I remember celebrating the Passover Seder my entire life. It was quite the celebration. My whole family on my mom’s side, would gather every year, usually at a hotel because there were 9 families. Even though it was a major production, with everyone dressing up and driving long distances to get to the Seder, I found the gathering to be quite boring.
We would sit at the dinner table and go through a 2-to-3-hour service lead by the family patriarch. The Seder service tells the story of our lives as slaves to Pharoah and our great deliverance from bondage by God through Moses. Every one of God’s great acts were presented and every detail was included in the story. The oldest male in our family and youngest child were the only ones to read from the Haggadah (the prayer book for the Seder). The story of slavery and deliverance is told and retold numerous times through the reading of scriptures, stories, songs, and even through eating symbolic foods and drinking four glasses of wine. All of this would happen before we could eat the actual meal.
When we finally got to the meal itself, most of us kids were famished and happy to be eating. After dinner, we would dance, sing, and celebrate. Our time together would end when we gathered to drink our last glass of wine and pray one more time! The final act of the Seder was for the youngest person in the family to open the door and look for Elijah, the one promised to herald the coming of Messiah. Then in unison we would exclaim, “next year in Jerusalem”. Of course, sadly, we never saw Elijah nor Messiah and we never celebrated in Jerusalem as a family.
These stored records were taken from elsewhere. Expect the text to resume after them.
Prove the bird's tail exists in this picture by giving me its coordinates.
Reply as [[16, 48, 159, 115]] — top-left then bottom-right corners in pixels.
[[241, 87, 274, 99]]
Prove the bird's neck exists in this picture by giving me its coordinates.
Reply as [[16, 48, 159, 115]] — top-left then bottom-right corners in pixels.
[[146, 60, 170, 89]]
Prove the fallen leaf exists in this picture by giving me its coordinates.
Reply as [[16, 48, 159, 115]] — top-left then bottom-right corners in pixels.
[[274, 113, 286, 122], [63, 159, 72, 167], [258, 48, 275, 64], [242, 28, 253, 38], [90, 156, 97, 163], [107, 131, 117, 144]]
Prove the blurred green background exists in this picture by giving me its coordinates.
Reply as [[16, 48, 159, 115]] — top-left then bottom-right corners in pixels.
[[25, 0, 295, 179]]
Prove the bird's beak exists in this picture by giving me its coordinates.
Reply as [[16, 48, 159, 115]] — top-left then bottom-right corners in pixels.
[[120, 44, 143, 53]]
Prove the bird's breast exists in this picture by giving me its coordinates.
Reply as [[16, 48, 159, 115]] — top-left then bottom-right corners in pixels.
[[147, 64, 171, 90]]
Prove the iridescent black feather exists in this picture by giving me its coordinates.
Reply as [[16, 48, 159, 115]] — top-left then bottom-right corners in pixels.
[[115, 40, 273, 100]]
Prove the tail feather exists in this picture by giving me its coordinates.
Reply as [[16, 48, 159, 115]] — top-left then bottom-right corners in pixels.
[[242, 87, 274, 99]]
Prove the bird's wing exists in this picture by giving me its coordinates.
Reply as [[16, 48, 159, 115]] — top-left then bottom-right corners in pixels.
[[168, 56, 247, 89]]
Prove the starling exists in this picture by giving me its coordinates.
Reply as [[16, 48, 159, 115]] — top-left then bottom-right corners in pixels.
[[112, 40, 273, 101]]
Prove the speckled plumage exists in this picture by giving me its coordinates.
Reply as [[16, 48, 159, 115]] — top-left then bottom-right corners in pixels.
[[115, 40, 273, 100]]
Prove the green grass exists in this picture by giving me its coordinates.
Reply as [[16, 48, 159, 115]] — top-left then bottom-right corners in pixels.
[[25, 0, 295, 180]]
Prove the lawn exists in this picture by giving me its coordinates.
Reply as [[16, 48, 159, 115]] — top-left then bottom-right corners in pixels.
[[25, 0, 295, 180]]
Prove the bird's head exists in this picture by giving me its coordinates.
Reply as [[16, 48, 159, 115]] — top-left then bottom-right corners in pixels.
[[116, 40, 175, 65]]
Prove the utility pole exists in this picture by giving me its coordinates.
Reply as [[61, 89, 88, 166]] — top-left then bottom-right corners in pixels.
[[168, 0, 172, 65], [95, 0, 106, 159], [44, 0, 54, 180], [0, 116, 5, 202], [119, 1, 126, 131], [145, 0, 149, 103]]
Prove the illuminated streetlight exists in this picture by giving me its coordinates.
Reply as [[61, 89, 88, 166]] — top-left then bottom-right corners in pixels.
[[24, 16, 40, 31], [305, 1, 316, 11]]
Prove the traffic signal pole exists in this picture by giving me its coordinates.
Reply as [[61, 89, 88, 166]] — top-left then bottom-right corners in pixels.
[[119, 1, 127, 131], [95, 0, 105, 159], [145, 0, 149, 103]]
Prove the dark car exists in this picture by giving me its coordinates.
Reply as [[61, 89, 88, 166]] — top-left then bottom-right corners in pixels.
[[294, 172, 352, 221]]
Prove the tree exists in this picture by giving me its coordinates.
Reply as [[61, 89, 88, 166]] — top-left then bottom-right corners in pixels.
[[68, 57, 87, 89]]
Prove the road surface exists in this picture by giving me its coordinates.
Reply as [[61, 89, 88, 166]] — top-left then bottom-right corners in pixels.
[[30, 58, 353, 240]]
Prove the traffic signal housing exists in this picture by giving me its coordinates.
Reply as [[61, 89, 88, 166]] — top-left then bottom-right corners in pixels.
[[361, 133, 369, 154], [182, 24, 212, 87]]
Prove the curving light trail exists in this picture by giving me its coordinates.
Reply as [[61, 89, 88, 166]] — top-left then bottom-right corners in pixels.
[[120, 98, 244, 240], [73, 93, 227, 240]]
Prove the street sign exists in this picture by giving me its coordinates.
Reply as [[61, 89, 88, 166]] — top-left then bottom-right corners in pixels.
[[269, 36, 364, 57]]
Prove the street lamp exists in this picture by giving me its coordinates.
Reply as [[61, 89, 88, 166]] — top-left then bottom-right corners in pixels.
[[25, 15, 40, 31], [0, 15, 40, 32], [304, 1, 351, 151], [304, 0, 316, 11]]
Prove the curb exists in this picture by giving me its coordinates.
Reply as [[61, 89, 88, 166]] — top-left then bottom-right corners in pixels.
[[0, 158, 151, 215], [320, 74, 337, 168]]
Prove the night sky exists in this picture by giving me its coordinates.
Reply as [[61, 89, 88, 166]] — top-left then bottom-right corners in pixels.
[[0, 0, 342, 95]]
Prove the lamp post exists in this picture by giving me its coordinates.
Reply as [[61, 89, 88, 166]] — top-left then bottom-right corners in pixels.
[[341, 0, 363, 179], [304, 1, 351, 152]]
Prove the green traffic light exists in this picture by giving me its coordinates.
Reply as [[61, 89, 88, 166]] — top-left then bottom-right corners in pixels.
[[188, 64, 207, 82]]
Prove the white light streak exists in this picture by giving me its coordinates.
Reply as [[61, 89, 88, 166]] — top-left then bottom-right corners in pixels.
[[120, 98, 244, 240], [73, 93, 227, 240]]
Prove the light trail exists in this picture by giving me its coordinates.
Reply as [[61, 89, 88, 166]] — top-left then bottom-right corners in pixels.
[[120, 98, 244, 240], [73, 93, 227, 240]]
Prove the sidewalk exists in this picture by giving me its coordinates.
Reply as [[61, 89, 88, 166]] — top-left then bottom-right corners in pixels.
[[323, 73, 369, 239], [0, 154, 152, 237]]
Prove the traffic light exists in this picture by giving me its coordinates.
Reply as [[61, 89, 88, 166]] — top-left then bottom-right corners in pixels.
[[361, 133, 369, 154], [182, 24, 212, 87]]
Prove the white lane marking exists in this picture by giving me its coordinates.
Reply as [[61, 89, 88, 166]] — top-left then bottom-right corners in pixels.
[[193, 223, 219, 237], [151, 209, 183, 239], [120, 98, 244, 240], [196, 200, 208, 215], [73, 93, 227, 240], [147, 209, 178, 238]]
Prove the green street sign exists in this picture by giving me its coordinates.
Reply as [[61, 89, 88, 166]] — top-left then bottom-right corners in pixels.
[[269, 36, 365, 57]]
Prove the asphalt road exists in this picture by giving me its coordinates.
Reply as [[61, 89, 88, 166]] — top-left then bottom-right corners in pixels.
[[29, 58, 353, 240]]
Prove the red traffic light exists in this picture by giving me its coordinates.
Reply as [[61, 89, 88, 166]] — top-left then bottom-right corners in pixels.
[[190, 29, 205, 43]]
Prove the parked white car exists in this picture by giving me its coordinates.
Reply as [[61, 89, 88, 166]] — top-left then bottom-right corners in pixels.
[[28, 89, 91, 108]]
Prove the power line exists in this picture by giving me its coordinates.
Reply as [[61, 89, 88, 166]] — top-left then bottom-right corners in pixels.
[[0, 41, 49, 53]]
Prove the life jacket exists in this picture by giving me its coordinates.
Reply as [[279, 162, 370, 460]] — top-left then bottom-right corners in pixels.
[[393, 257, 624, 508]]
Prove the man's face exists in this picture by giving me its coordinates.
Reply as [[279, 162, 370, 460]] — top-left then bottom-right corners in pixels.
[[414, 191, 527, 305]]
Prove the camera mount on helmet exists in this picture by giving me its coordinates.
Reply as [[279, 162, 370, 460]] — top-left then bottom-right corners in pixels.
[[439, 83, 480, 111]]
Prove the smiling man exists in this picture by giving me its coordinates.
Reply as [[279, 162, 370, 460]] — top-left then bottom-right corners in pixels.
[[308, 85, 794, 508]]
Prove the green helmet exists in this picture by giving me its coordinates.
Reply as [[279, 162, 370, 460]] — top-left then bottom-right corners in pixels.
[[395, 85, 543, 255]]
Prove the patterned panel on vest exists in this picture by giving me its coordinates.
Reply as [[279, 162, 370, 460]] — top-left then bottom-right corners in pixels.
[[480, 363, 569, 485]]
Somewhere around the age of 12 or 13 I began to move beyond boredom during the state of the Seder service to curiosity. Although I should’ve known the entire service by memory, I didn’t. For maybe the first time, I found myself really listening in a different sort of way. I guess I would describe it as “I want to be here” instead of “I have to be here”. Still, every Seder was the same predictable experience, that is until I had radical change in my life.
The radical change happened in the fall shortly before my 21st birthday. I had an experience that opened the door of my heart and changed my entire perspective when it came to spiritual matters. The change came because of someone hearing me, pray and asking me why I didn’t pray “in the name of Jesus”. My answer was simple, why should I; the God of Abraham, Isaac, and Jacob always answered my prayers. Why do I need Jesus? They told me, “Because He’s God’s Son”. Then they challenged me, “if God answers your prayers, then ask him,” and so I did.
That evening right before going to sleep I closed my eyes and prayed, “God, Father of Abraham, Isaac and Jacob, I know you wouldn’t lie to me, if you have a Son and His name is Jesus tell me”. It was that simple.
When I woke the next morning, I just knew, Jesus was the Son of God! I can’t even explain it. I just knew it, the same way I knew my name was Stephanie. I had confidence, I knew Jesus was God’s Son.
Now fast-forward about seven months, it was spring and time for the Passover Seder. As was my custom, even though I was no longer living at home, I joined my family for the Passover celebration. Everything was just as it always was. The Patriarchs of the family sat at head table with all the symbolic foods laid out before them. We sat around like we always had – in age order, my cousins, brothers, and I at the very end of the tables. They began the service as they always had with my mother lighting the candles.
Then, suddenly, it happened. What was ordinary Seder, what I had watched my entire life without fanfare became extra ordinary. My uncle pulled the cloth covering off the plate where three matzahs sat just as he had done every year. He took out the middle matzah and broke it. At that moment, my eyes were opened to something I had never ever seen before – JESUS. I saw Jesus in the Seder! I saw Jesus in the breaking of the middle matzah. Jesus broken for me!!!
I didn’t have enough scripture inside of me to know what I know now. I didn’t have enough scripture inside of me to know, the Holy Spirit lived inside of me either. But I did have enough of Him in me to recognize Jesus in the breaking of the bread.